E é justamente aqui que se encontra o desafio: estabelecer a
supremacia da Palavra na vida da igreja. É possível que, diante desse questionamento,
alguém talvez pense: “Mas, a Bíblia tem a primazia em nossa vida”. Em muitos lugares,
realmente tem, mas, de forma geral, ainda há falta dessa primazia. Qual tem
sido o tempo reservado para a exposição da Palavra nos cultos? Com qual frequência
nos contentamos com uma mensagem bíblica sem buscar algo que seja meramente
motivacional ou de natureza “auto-ajudadora”? Tal busca evidencia que a Bíblia,
para muitos cristãos, perdeu a suficiência.
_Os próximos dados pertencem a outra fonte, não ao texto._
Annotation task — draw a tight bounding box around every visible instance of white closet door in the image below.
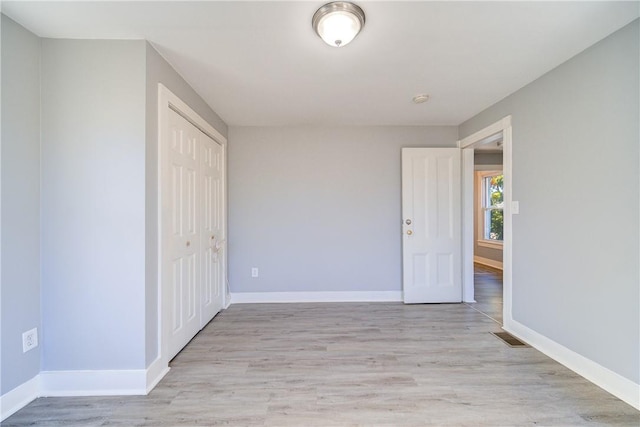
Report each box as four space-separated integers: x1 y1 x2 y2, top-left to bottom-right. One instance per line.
199 128 224 327
167 109 201 360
Aliás, como disse John McArthur,
“talvez a doutrina que mais esteja sob ataque na igreja de nossa geração seja a
suficiência das Escrituras”. O professor da Grace Community Church arremata sua
asseveração dizendo que “mesmo pessoas que proclamam a autoridade, a inspiração
e a infalibilidade das Escrituras, às vezes se negam a afirmar sua suficiência.
O resultado é virtualmente o mesmo que negar a autoridade bíblica, porque afasta
as pessoas da Bíblia, na busca de outra ‘verdade’”. E esta “outra verdade”, a qual
se refere McArthur, decididamente não é a verdade a qual Clemente se referiu, dizendo
que “toda verdade é a verdade de Deus” independentemente de quem tenha partido.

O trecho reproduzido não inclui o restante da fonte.